This timely article from JAMA popped into my Inbox today. Not oncology specific by any means, but rather than a bunch of internet randos (like me) spouting off on things we may or may not have any actual knowledge of, it was written by a medical informaticist (and hospitalist) at UCSF and an AI researcher at Stanford, so worth considering as a "Category 2B" recommendation per NCCN guidelines.
I'll also note that it reiterates a lot of things that have been said here already (hooray for internet randos!) noting that there are a lot of easy wins for AI in medicine (scribing, prior auth/appeals, billing, scheduling, etc) that are likely to be implemented relatively quickly. But that any meaningful impacts on what we consider "patient care" are going to be quite a bit further down the road. The legal, regulatory, privacy, "Six Sigma" and other concerns inherent in healthcare are actually going to be much larger barriers to AI in medicine that the technology, or even it's adoption by physicians and healthcare systems, will be.
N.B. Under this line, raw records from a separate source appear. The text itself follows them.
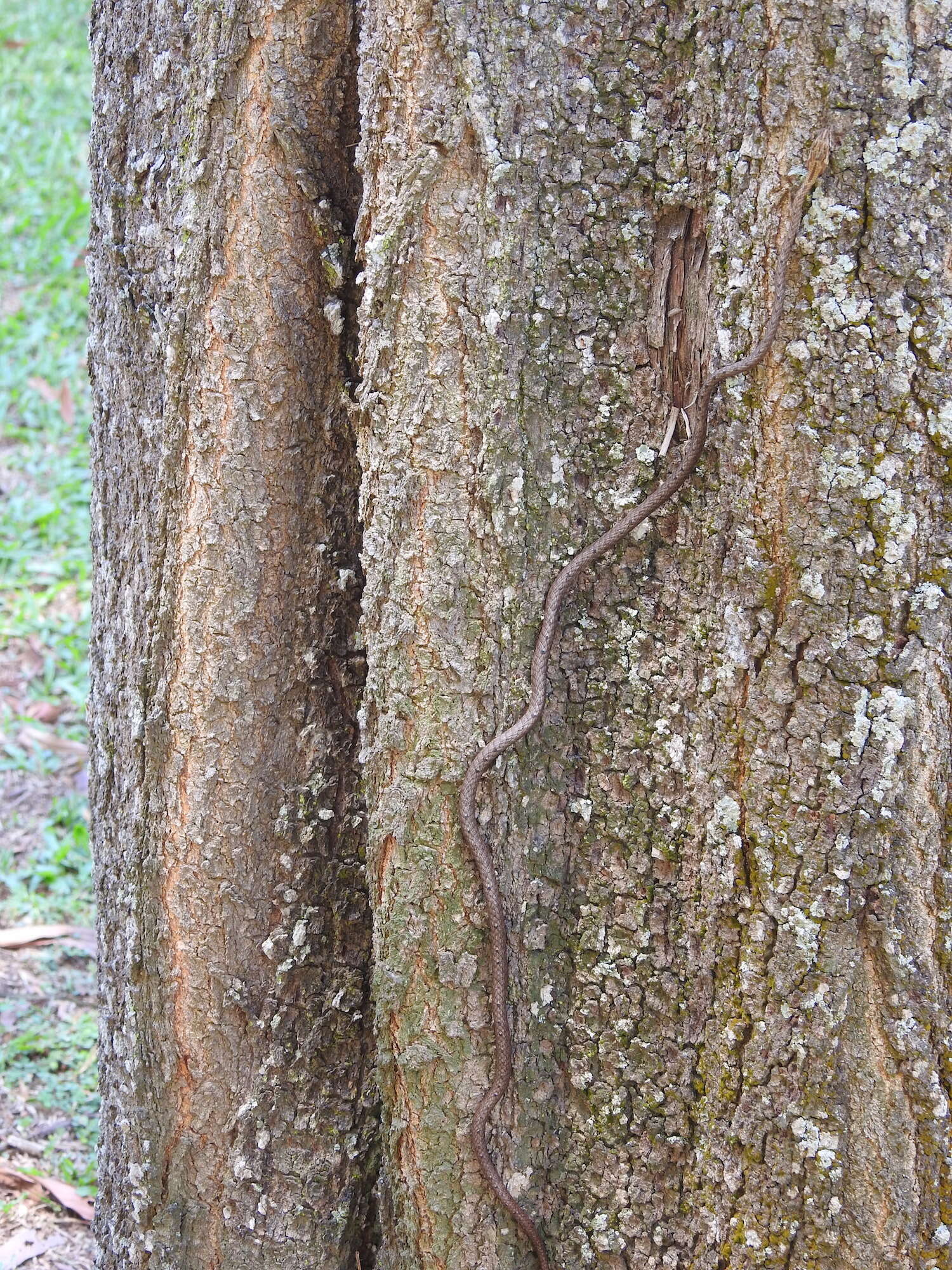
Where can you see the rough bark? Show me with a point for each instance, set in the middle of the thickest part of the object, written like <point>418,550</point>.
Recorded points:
<point>239,1121</point>
<point>724,850</point>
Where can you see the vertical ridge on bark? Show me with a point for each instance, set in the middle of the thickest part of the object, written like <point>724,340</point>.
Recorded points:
<point>239,1121</point>
<point>725,853</point>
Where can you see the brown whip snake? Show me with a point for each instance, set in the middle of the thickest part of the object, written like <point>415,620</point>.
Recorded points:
<point>558,591</point>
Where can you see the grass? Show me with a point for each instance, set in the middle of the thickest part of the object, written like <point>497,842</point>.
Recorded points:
<point>48,1037</point>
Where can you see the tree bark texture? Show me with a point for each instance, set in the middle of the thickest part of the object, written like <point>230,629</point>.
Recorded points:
<point>723,852</point>
<point>238,1122</point>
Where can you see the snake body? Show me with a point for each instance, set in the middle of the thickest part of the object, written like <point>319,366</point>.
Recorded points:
<point>506,740</point>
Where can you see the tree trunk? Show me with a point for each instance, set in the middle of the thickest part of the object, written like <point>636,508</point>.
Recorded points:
<point>724,852</point>
<point>723,849</point>
<point>239,1120</point>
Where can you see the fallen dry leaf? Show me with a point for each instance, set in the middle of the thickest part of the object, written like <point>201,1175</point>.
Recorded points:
<point>22,937</point>
<point>62,1192</point>
<point>44,712</point>
<point>11,302</point>
<point>41,739</point>
<point>26,1245</point>
<point>26,1145</point>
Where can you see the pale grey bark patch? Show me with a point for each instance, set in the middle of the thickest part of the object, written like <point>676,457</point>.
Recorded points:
<point>239,1120</point>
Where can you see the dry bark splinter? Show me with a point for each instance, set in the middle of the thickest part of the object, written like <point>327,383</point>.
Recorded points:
<point>506,740</point>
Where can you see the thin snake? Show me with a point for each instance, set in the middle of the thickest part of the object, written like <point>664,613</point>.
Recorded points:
<point>489,754</point>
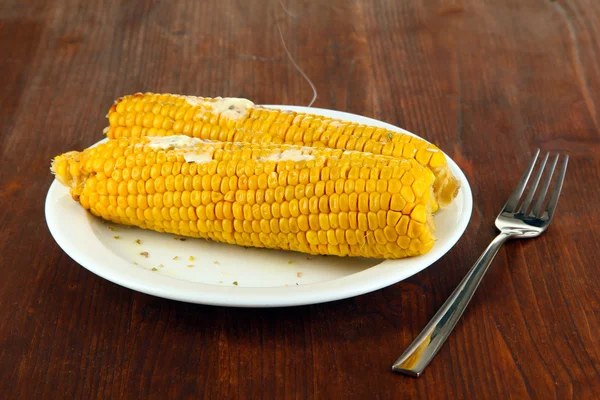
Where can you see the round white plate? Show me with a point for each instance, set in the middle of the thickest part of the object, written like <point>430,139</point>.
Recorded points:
<point>204,272</point>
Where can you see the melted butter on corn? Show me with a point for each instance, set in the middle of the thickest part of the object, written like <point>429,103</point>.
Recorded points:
<point>174,141</point>
<point>357,204</point>
<point>230,107</point>
<point>239,120</point>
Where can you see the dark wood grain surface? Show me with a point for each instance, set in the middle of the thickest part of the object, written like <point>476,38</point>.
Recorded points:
<point>487,80</point>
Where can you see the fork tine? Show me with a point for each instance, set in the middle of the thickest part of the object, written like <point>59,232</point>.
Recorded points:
<point>536,180</point>
<point>537,207</point>
<point>514,198</point>
<point>557,188</point>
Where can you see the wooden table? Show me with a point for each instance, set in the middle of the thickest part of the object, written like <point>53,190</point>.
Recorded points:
<point>489,81</point>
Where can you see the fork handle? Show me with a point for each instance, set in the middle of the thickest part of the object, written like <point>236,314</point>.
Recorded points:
<point>422,350</point>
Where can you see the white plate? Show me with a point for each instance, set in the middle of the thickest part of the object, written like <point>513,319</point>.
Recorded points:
<point>228,275</point>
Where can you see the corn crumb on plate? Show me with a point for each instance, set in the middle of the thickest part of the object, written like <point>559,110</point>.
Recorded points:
<point>317,200</point>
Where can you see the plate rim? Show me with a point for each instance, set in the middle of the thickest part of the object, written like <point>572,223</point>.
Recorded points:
<point>355,284</point>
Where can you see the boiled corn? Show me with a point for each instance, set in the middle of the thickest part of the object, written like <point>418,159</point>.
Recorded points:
<point>240,120</point>
<point>313,200</point>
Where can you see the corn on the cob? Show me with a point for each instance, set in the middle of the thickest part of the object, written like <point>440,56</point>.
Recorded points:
<point>313,200</point>
<point>239,120</point>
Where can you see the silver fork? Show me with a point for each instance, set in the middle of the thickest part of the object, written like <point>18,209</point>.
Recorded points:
<point>517,220</point>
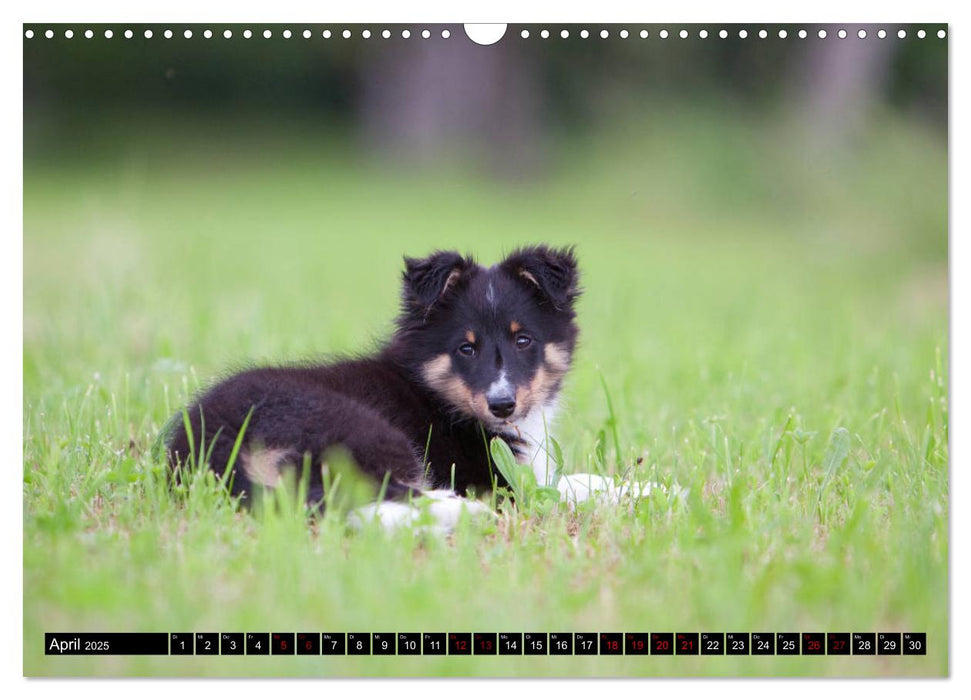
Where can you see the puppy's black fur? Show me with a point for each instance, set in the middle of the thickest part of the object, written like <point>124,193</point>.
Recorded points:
<point>477,352</point>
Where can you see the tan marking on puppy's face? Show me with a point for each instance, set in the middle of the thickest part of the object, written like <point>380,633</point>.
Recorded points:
<point>557,357</point>
<point>542,387</point>
<point>438,375</point>
<point>262,466</point>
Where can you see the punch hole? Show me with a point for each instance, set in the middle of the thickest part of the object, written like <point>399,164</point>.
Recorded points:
<point>484,34</point>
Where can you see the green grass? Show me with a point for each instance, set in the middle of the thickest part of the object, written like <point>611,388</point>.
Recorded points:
<point>770,323</point>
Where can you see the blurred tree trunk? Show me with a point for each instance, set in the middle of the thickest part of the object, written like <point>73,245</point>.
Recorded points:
<point>431,99</point>
<point>837,81</point>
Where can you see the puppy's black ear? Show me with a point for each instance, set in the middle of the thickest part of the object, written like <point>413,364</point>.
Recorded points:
<point>552,272</point>
<point>427,280</point>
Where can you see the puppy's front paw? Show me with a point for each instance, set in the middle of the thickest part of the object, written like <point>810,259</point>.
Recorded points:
<point>579,488</point>
<point>444,507</point>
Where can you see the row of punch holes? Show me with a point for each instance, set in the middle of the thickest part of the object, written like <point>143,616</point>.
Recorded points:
<point>525,34</point>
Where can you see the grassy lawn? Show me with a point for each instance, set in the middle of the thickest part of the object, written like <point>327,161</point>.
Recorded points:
<point>770,323</point>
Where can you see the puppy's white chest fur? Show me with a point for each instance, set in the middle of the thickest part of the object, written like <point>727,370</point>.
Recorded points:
<point>535,430</point>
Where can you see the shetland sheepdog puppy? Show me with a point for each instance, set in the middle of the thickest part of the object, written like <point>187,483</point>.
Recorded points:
<point>477,352</point>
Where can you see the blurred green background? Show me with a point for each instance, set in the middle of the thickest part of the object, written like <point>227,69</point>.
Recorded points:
<point>762,230</point>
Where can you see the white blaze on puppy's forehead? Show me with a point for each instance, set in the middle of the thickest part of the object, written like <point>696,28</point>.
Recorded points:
<point>500,387</point>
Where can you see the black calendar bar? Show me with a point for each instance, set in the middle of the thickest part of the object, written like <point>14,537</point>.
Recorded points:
<point>632,644</point>
<point>105,643</point>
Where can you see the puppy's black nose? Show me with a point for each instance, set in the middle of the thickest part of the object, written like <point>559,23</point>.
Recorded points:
<point>502,407</point>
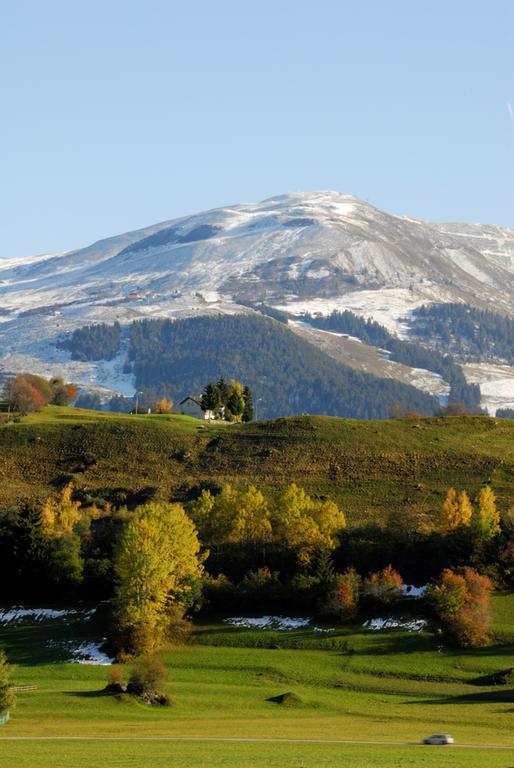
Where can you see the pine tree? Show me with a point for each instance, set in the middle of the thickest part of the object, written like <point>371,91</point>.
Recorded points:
<point>248,400</point>
<point>7,697</point>
<point>211,400</point>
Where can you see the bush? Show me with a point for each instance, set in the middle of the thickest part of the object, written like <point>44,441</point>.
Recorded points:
<point>147,676</point>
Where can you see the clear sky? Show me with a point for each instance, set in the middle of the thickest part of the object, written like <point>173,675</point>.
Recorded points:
<point>117,114</point>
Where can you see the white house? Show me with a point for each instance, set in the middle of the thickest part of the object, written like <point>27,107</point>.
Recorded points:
<point>192,406</point>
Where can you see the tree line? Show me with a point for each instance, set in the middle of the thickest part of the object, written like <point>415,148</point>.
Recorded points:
<point>286,374</point>
<point>26,393</point>
<point>229,545</point>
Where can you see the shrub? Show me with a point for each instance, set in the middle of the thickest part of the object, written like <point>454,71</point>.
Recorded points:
<point>147,676</point>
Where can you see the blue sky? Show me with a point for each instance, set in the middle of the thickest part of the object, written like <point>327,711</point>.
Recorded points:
<point>116,114</point>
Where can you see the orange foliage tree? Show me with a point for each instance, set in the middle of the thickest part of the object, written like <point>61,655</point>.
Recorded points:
<point>461,601</point>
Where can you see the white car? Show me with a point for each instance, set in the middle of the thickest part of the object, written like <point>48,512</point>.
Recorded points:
<point>439,738</point>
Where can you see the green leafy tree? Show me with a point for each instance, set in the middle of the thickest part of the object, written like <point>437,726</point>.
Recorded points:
<point>7,696</point>
<point>157,564</point>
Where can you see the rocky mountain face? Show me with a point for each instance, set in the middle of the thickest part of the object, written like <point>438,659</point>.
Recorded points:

I can definitely see some impressive inroads in decision support tools in the short term as well. My prior employer used (and was instrumental in creating) what is now the Elsevier Clinical Pathways program. I spent (and still do as my current employer is also a user) a lot of time working with them on creating, maintaining and updating the pathways. I think it's a very useful tool but requires far too much human interfacing to maintain and improve. AI would definitely be a huge benefit in a setting like that.
I just finished reading
a New Yorker profile/interview of Jensen Huang, the founder and CEO of Nvidia, which morphed from a gaming chip company to an AI company that is currently the Tesla/Microsoft/Amazon/Walmart combined of AI computing power. The article was an interesting bit of insight into the business of AI that I certainly wasn't aware of. What a lot of people talk about as the advantage of AI is not so much the work it can do, but the cost savings of the work it does. We've known for some time how much energy generative AI uses (ChatGPT-4 by itself consumes the same energy as 33K US households daily), but I wasn't aware of what the hardware cost on top of that. Nvidia's flagship A100 machine goes for ~$500K a box. ChatGPT4 by itself was created (and is maintained) using ~25,000 of them, which, at retail (which OpenAI clearly didn't pay) is $12.5 motherf***** TRILLION(...with a T) for hardware alone. The entire US government budget for FY22 was "only" $6.5T and the US GDP for FY22 was ~$25T, so it's hard to imagine sustaining half of the US GDP on AI alone for even a very short period of time.
On a related note, a surgeon colleague of mine called me to talk through a few cases this morning and we wound up talking about AI in medicine. He said that the first time an AI bot starts screaming at a patient and storms out of the room for their circular logic and asking the same questions over and over again (which, let's be honest, is probably a pretty common part of most of our days in clinic) will be the end of AI in patient facing clinical medicine.